Other issues that arose
Whilst finding that there was no duty, the Judge did go on to consider some other points raised by the Claimant which may be of wider relevance:
- There was no duty to advise a client to ensure that it provided a warning to a potential defendant to notify its insurers until a retainer or similar duty was in place (and noted that the Pre-action Protocol for personal injury claims in 2021 recommends that an enquiry about insurance is made when the letter of claim is sent – as was the case here).
- Similarly, there was no duty to advise the Claimant to take steps to notify Lowcost or advise the Claimant to notify Lowcost until a duty of care was owed and at the point when the letter of claim was sent.
- There was a 100% chance that HCC would not have rejected the claim had they been notified in May 2014 but a 0% chance of cover being provided had HCC not been notified until April 2015 (when the Claimant eventually provided some documents to the Defendant) due to the likely prejudice caused to insurers in respect of investigating the accident.

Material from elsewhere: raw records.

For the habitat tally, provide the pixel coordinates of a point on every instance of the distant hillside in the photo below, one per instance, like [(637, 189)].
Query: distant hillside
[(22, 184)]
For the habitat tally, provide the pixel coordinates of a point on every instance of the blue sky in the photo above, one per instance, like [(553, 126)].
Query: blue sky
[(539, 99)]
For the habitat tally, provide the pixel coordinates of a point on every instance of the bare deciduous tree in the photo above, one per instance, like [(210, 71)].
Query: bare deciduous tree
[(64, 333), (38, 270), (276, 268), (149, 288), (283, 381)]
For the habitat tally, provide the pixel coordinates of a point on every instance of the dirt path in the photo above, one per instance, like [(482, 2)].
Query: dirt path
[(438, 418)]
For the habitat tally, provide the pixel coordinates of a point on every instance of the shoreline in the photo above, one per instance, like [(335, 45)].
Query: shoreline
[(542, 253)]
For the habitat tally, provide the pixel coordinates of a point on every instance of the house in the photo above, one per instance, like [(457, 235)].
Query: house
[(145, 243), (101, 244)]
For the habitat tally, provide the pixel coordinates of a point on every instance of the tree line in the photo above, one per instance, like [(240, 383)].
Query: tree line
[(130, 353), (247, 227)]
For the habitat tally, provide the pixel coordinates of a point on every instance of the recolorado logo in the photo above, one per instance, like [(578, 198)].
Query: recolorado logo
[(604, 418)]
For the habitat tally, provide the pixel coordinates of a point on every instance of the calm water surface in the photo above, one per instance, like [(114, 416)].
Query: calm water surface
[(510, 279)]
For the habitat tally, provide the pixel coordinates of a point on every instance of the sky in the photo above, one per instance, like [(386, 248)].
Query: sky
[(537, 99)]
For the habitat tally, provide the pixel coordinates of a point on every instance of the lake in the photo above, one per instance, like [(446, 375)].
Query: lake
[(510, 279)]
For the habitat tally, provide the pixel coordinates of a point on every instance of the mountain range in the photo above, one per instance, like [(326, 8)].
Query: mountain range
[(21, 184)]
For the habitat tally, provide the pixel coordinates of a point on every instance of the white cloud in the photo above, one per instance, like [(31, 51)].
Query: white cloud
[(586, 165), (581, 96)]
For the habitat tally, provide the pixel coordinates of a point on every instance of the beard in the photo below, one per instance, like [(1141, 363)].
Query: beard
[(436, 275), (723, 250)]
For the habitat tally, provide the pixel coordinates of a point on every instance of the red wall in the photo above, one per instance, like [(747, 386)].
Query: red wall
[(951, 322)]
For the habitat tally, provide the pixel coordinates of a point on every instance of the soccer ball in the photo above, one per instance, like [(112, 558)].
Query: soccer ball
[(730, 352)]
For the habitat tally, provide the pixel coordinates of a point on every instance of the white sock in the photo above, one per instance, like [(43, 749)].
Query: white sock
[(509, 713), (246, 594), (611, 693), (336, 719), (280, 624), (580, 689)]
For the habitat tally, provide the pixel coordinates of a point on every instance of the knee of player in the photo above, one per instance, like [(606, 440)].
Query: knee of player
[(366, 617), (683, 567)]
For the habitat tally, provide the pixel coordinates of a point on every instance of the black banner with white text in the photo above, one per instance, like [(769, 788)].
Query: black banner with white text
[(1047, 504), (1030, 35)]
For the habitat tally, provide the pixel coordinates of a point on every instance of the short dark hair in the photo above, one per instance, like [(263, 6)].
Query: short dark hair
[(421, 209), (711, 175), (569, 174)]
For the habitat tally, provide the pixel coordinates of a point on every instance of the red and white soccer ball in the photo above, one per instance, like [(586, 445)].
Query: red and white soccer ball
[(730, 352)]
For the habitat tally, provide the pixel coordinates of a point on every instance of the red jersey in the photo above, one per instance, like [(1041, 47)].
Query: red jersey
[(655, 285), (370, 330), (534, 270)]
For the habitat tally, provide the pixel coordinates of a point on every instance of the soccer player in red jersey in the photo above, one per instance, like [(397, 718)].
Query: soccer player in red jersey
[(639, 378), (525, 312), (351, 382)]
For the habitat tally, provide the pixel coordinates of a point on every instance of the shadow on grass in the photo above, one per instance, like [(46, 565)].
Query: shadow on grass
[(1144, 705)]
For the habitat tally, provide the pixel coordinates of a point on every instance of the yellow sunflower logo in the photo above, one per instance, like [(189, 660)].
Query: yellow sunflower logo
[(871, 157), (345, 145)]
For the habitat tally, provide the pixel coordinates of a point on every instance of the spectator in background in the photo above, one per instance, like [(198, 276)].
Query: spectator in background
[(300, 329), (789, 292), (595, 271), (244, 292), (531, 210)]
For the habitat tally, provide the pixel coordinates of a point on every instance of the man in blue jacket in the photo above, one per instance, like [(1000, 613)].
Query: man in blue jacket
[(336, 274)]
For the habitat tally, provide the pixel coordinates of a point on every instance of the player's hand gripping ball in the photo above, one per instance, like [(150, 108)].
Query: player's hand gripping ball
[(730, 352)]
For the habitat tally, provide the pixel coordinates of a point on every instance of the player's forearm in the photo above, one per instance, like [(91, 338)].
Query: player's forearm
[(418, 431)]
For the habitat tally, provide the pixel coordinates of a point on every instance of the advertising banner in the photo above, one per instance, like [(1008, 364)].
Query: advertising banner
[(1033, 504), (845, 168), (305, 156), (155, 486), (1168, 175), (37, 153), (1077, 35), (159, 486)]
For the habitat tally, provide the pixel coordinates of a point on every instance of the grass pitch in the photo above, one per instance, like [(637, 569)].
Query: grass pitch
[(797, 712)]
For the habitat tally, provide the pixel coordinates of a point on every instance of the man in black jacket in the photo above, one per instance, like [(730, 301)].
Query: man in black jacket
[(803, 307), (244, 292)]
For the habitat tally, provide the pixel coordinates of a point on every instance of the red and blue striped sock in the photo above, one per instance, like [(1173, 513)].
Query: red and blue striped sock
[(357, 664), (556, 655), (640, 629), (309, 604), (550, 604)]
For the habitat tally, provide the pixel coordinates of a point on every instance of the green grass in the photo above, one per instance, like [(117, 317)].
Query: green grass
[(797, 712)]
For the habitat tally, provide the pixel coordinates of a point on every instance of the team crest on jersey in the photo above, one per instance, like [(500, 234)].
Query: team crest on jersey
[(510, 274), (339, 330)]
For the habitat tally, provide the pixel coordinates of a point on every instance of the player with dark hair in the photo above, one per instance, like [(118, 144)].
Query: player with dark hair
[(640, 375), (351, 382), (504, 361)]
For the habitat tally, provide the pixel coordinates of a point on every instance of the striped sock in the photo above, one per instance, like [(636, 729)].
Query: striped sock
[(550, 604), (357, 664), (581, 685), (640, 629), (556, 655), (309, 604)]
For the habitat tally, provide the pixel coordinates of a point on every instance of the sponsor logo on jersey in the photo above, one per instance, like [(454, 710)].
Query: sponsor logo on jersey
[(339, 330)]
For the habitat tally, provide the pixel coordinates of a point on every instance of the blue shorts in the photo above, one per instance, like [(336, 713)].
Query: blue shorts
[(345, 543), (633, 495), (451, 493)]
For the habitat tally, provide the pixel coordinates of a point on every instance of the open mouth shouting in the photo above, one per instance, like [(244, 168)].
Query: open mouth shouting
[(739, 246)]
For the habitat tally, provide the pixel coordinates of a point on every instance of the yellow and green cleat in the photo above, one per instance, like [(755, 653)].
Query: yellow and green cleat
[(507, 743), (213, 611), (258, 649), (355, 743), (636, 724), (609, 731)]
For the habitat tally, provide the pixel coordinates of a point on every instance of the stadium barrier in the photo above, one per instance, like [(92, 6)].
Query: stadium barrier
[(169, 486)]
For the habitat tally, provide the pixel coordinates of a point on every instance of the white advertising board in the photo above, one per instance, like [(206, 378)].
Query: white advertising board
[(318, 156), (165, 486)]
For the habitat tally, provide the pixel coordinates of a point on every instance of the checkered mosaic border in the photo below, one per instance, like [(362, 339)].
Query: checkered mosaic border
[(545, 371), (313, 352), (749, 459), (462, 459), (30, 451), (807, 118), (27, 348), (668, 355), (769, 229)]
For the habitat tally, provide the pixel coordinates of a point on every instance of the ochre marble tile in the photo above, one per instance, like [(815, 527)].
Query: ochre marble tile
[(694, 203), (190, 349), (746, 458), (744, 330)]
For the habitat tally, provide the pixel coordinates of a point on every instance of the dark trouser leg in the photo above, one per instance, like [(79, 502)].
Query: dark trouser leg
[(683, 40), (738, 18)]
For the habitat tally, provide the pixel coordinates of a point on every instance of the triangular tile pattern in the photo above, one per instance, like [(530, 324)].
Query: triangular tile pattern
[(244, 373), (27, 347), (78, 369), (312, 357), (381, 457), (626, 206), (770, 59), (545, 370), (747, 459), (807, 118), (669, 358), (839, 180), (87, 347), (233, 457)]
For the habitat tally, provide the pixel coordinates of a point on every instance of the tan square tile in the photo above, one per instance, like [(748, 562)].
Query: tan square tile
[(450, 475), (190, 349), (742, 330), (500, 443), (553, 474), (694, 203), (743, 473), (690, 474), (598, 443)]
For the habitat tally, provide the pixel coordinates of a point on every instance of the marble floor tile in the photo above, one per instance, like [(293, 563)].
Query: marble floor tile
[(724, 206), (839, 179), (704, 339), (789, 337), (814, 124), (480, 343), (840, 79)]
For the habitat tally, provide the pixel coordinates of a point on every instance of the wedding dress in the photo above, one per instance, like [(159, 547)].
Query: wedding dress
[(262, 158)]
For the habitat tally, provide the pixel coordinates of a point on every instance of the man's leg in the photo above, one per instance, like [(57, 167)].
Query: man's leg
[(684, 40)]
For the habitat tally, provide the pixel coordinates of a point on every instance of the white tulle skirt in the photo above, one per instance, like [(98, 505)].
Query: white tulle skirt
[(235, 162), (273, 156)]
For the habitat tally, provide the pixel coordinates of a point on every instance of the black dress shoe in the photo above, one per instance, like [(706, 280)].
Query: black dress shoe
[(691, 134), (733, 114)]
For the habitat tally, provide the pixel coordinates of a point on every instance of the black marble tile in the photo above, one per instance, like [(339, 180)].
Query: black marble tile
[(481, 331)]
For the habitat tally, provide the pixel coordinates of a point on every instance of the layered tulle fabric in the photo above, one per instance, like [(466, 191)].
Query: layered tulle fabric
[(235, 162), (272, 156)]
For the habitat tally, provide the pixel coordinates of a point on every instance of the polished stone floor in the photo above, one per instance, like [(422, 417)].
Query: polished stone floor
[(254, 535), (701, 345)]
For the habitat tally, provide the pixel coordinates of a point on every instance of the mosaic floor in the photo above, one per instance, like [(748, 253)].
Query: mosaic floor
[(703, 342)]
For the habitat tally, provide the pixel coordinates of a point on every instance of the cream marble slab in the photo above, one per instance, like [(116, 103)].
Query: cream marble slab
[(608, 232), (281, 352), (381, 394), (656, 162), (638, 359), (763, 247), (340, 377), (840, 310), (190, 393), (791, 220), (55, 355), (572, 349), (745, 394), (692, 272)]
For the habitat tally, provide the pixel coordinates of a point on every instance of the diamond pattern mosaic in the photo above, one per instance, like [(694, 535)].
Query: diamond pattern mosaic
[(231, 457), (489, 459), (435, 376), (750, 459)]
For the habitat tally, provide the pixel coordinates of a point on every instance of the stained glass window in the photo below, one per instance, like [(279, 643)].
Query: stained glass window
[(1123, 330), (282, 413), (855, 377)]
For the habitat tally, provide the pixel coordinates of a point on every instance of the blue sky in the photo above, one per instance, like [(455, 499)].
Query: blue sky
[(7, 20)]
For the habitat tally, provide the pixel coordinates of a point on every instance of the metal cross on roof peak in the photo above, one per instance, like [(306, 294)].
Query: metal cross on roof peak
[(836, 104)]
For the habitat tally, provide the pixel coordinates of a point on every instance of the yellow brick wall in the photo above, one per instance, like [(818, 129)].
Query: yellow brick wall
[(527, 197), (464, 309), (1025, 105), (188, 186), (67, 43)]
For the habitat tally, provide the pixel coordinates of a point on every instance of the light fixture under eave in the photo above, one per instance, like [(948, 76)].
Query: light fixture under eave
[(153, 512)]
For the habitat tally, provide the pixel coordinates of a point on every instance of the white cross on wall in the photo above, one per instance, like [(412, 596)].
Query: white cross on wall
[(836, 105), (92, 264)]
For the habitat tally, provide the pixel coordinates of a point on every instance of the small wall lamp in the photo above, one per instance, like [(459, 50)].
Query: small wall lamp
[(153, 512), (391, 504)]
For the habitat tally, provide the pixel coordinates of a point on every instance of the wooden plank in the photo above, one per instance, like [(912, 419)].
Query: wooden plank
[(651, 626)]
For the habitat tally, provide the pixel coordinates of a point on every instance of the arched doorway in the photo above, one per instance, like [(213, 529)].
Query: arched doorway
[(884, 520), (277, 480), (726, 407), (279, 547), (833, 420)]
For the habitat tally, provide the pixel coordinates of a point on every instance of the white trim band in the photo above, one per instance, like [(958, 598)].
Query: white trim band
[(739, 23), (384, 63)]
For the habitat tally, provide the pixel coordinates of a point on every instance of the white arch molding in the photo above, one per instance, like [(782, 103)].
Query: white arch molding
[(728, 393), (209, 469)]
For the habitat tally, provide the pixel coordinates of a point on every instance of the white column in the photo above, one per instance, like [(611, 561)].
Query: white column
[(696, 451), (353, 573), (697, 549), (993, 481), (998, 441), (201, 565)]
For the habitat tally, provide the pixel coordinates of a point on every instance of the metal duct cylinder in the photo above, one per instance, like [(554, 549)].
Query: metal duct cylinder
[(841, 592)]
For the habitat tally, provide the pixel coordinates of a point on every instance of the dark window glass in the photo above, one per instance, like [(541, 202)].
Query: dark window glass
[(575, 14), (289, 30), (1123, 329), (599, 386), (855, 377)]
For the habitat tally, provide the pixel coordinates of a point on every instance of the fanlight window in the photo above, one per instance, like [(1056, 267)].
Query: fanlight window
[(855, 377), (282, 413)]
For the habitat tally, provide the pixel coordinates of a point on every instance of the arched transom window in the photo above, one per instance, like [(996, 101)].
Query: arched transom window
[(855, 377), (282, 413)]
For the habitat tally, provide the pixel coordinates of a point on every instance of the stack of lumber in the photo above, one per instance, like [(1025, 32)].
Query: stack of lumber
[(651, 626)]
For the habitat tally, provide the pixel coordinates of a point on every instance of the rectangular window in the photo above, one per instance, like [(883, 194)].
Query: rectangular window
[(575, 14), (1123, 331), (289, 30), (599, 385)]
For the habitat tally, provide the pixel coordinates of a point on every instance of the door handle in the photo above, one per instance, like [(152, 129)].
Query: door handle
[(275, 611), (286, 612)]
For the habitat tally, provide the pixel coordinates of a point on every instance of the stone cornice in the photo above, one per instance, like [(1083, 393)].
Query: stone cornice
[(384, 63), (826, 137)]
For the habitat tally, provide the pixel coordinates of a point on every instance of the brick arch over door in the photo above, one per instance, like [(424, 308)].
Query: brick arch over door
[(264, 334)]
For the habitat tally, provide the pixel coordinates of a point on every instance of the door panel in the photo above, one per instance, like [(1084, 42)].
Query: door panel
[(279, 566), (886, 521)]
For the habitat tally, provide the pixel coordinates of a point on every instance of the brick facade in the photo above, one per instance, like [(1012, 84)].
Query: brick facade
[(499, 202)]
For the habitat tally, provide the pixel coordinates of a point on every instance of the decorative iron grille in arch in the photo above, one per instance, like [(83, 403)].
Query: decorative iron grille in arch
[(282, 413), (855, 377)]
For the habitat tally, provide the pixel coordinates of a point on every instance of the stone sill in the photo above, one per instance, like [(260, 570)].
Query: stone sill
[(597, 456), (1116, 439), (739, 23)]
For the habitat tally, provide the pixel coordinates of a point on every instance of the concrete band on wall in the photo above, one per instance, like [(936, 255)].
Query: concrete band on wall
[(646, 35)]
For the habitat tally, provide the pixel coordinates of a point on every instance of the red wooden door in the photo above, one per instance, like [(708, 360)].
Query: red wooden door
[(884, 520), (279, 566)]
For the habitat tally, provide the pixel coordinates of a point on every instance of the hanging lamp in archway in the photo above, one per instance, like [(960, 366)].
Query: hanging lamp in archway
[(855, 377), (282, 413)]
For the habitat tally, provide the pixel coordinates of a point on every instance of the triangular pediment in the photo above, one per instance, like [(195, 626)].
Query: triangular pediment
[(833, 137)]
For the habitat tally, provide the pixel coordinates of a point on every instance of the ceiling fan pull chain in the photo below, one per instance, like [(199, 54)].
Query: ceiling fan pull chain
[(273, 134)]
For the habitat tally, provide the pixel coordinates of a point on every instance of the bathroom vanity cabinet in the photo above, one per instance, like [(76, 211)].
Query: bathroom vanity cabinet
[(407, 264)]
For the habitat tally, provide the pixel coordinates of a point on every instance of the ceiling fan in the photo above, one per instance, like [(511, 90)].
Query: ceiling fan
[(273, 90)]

- Any claim against Insurers direct (on the basis of Lowcost's administration and the wording of the policy) would fall to be dealt with under the Third Party (Rights Against Insurers) Act 1930 as the 2010 Act did not come into force until 1 August 2016. Since the wording had required that Lowcost pay the relevant excess of £553,234 before insurers were liable, it was clear that, due to its financial difficulties, it was never in a position to make any payment.
It is clear from this case that care needs to be taken when speaking to prospective clients and during the process of seeking to gain sufficient information to decide whether to take on their business, to ensure that no implied contractual or common law duty of care occurs before a formal retainer is put in place. A solicitor is vulnerable at that stage because it rarely has all the relevant information that it might need to ensure that it gives thorough advice. It is worth providing regular confirmation to the prospective client that it is not acting on the client's behalf and that no duty of care is owed until the retainer is confirmed.
From a professional indemnity perspective, this case provides a useful analysis of the circumstances and case law in respect of the varying duties of care and the requirements needed to satisfy the imposition of such a duty. It requires more than a claimant simply believing that the professional is acting for him or her because an implied retainer is subject to an objective test as to what can reasonably be implied from the circumstances and a tortious duty requires an assumption of responsibility and foreseeability that the client will rely on the professional – difficult to demonstrate when the professional is regularly indicating that it had not yet taken any steps whilst awaiting information to make such a key decision as to whether to act.